A very good way is that the gymnast, with the arms bent at the elbows, hands bent back at the wrists and fingers spread out wide, performs hacking chiefly by pronation and supination combined with small flexions and extensions of the elbow. After some practice hacking can in this way be given continuously and, according to the requirements, with greater or less force.

By spreading the fingers each stroke becomes elastic and also made up of three to four small strokes, as the fingers do not all at once meet the part worked upon, but follow one after the other. If hacking is to be given more strongly, one may bend the fingers slightly and let them all together strike the part with their dorsal surfaces, or in specially strong hacking it may be done with the ulnar border of the hand. In very strong hacking the wrist and elbows also take part in the movement.

The general effects of hacking are naturally included in the effects of tapotement, but may here be briefly recapitulated: -

(a) Light hacking causes a mechanical stimulation and consequently increased activity of the cells of the tissues worked upon.

(b) Hard hacking assists the dissolution of the products of inflammation, partly by mechanically breaking them up, partly by increased hyperemia (see below).

(c) Applied to nerves, hacking causes a stimulation which is carried both centrifugally and centripetally, by which the conducting paths and their central and peripheral endings are set in action; consequently also the muscles. This again causes, according to physiological laws, increased supply of blood and increased nutrition to the parts set in action. The change in the condition of a nerve, so often spoken of, causing neuralgic pain to cease, which is said to be brought about by tapote-ment of the nerve trunk, is no doubt often connected with the dissolution of products of inflammation in the nerve and its surroundings.

(d) On vaso-motor nerves light short hacking produces stimulation, causing contraction of the blood vessels.
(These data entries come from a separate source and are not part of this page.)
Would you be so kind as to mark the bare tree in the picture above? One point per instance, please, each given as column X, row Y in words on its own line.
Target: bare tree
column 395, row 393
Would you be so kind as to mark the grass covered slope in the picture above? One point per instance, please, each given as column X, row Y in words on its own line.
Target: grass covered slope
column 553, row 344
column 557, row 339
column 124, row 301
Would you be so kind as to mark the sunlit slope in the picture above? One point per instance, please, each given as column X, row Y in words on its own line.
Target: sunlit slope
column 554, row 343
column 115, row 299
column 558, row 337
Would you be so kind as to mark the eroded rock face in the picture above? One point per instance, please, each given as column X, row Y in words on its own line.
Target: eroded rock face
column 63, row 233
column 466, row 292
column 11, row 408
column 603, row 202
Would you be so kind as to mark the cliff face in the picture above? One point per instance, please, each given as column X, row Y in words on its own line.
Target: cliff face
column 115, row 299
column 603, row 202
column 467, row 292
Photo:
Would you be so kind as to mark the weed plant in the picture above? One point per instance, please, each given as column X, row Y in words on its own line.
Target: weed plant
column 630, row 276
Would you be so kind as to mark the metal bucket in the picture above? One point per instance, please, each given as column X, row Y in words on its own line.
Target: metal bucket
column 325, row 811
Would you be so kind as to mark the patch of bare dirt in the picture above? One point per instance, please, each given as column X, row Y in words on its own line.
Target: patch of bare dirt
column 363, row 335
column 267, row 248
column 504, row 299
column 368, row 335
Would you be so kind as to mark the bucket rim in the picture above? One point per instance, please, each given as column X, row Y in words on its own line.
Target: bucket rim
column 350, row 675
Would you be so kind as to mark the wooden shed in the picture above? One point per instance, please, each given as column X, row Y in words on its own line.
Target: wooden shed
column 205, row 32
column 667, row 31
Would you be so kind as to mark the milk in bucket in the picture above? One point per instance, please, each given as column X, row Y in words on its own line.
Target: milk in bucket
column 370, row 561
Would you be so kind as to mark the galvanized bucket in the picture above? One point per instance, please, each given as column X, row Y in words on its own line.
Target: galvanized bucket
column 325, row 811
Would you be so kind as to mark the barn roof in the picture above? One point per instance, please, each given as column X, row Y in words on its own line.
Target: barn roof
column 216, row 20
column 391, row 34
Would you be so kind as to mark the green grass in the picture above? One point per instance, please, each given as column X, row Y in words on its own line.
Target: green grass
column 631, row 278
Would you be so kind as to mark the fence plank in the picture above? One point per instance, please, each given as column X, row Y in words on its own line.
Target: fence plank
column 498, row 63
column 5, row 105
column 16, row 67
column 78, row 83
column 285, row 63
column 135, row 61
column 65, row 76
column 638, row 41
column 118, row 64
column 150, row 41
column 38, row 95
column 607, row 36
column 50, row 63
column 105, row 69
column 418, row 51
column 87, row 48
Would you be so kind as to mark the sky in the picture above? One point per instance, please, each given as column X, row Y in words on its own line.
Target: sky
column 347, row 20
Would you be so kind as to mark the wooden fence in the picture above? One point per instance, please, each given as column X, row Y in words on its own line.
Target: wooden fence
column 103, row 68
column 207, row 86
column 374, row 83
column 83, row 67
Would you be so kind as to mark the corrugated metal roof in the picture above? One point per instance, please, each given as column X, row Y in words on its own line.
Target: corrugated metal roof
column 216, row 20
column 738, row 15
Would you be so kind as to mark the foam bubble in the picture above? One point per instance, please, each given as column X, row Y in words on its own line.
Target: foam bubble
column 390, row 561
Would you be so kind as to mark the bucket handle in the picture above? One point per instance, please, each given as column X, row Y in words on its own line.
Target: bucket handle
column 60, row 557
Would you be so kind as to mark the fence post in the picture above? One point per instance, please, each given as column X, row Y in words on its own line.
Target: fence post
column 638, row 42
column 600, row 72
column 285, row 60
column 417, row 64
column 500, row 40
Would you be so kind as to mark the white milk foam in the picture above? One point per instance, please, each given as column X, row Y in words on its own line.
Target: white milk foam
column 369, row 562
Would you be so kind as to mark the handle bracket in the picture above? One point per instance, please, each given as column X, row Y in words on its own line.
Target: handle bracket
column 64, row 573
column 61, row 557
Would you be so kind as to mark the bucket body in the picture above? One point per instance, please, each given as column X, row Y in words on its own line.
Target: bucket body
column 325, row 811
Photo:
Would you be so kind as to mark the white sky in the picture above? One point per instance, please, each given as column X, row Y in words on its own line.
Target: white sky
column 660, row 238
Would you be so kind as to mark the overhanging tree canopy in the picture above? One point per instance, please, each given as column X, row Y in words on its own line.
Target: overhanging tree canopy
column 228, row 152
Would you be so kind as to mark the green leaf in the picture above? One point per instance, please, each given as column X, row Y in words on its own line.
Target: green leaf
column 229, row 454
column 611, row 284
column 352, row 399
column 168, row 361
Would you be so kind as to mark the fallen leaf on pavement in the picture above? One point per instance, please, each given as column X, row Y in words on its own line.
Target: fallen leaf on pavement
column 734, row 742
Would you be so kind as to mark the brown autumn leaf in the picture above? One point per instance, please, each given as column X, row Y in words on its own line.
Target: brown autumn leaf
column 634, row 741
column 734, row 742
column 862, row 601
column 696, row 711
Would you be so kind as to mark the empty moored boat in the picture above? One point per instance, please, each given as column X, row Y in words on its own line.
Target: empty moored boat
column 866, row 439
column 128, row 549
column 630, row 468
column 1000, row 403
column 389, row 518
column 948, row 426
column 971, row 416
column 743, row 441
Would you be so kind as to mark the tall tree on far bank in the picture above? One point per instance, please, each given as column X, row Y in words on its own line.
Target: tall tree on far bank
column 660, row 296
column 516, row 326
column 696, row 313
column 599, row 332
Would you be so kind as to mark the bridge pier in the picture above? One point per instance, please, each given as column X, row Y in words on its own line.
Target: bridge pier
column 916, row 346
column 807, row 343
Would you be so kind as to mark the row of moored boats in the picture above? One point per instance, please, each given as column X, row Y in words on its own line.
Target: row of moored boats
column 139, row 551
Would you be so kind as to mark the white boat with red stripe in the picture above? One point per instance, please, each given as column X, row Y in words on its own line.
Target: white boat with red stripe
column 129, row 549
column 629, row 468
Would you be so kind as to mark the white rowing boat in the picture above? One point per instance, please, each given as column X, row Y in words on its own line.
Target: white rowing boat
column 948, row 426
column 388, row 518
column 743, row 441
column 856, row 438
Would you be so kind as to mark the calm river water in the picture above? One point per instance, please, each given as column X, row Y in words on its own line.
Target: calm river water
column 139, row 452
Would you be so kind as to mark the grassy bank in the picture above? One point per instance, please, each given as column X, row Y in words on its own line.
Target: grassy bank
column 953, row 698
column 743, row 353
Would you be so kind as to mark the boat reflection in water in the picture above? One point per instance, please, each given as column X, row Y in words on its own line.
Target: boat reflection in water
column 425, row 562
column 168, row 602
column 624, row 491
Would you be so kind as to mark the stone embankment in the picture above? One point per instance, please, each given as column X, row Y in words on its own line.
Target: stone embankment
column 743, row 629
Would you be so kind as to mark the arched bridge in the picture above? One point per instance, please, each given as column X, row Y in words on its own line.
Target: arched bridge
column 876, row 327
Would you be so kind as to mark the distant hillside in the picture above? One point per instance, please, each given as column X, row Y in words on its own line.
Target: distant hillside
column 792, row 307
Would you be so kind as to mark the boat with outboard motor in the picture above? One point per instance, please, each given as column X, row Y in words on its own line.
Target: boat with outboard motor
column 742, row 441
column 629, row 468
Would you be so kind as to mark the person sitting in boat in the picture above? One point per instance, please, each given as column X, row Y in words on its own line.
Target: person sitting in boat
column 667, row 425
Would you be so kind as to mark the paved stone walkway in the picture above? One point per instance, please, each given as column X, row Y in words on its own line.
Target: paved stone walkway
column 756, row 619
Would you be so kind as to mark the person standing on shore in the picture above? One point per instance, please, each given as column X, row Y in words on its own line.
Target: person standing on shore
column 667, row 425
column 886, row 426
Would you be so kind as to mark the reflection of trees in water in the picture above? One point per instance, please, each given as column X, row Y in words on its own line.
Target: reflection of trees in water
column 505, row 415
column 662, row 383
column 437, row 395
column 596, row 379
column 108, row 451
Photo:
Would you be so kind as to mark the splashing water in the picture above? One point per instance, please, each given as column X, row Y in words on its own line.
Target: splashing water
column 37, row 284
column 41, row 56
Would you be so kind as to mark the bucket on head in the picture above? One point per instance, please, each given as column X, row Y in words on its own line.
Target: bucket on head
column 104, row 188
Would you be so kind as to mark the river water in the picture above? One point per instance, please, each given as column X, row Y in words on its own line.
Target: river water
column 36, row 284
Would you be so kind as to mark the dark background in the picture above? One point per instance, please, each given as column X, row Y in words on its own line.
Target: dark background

A stronger and more continuous hacking produces, on the contrary, expansion of the vessels (by paresis of the constrictors). This is made use of to produce hyperaemia and thus make torpid inflammatory processes more acute.

Hacking has a very wide use in mechano-therapeutics, and can be given on almost all accessible organs and tissues. A few special forms will be spoken of in more detail.

Sitting Head-Hacking, Or Head-Treatment

This comprises several different kinds of hacking, viz. : -

1. Ordinary light hacking, beginning in front and going backward over the whole head.

2. So-called point hacking, performed more slowly and strongly so that all the finger-tips of one hand meet the head at the same time.

3. "Combing," in which the tips of the fingers, pressing against the scalp, are quickly carried through the hair; the fingers should be crooked so that the dorsal surface comes in contact with the scalp.

4. "Brushing" is performed by the palmar surface of the fingers or hands quickly and lightly gliding over the head.

5. "Piano-playing" is hacking given with the tips of the fingers, which, as in piano-playing, run lightly over the head.

6. "Light stroking" begins at the crown of the head and continues over the side, neck, and arms down to the hands.

Effects And Uses

(a) Helps to break up inflammatory products in the scalp, and thus relieves headaches of rheumatic origin.

(b) Possibly produces a slight contraction of the blood vessels in the membranes of the brain and its outermost layers, through which the feeling of weight, due to congestion in the head, is relieved. When this effect is required the treatment must not continue too long.